Putty Hill ~ (USA, 2010) ~ DVD

This indie film which was an official selection of the SXSW Film Festival in 2010, is one of those murky, cross-bred films that blend documentary style structure and fiction. The story, with its cast of characters is largely improvised from a basic script, but features the director as an off-camera interviewer of the characters. When a young 20-something od’s in a scruffy Baltimore neighborhood, acquaintances gather to attend the funeral. The narrative is set the day before and the day of the funeral, and the film opens with a paint ball game.

Family members come in from out of town.

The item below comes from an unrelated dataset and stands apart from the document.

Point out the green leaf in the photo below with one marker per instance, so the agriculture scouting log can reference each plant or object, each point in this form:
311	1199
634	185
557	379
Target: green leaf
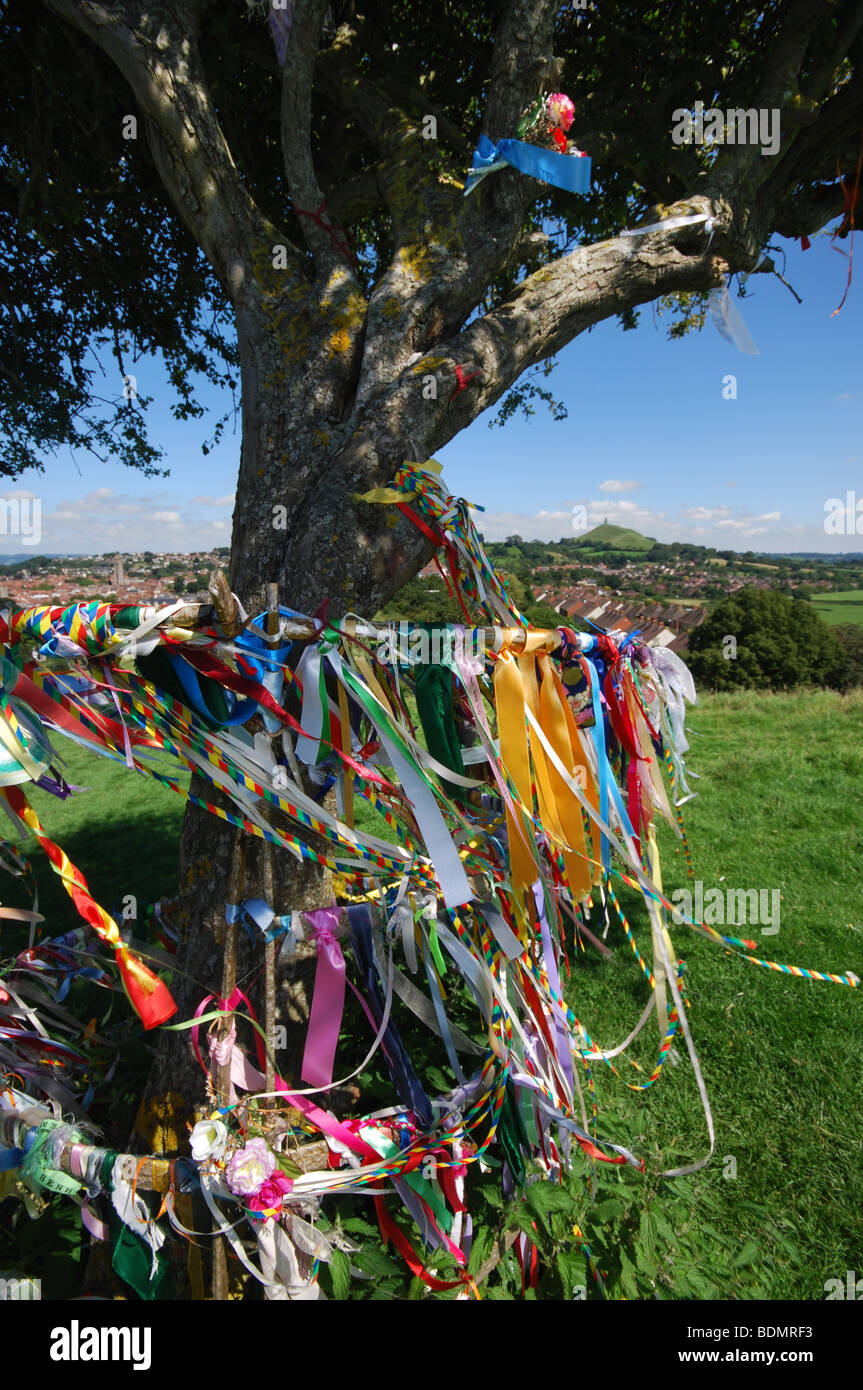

There is hanging out, skateboarding, BMX-ing, swimming in the backyard above-ground, swimming at the local swimming hole, a visit to the local tatoo parlor, a little dope smoking, a visit to the grandma’s retirement home. At most of these venues, the director gives us glimpses of the friends and families lives.

Mostly they had all lost track of their friends life. He kept to himself in the final months as the friends and family try to understand what went wrong. Their conversations (prompted by Director Matthew Porterfield) tell us more about the lives of the ones left behind, than they do about their friend. Living at the edge of Baltimore, at the edge of the poverty level, these are people left behind. Truly. Two of the girls who knew the boy find his house at night and slip in through a window. They sit awhile. Smoke a cigarette and try to make sense of it all.

We send young lives off to war to die, and they die – comforting their friends and families with the self-assurance that they have not died in vain. There is no such hope here. With a sobering realization that their lives are virtually pointless, their deaths will be the same. These are the forgotten, the left-behind, the sub-class. They will come and go, leaving no memorials behind.

The wake is in a karaoke bar, with a few speeches, a few beers, a few heart-felt karaoke songs, and a dance by a large man in a full white beard. The camera catches the framed portrait of the young man, a vase of flowers beside. This image moves in and out of the cameras frame. Credits roll.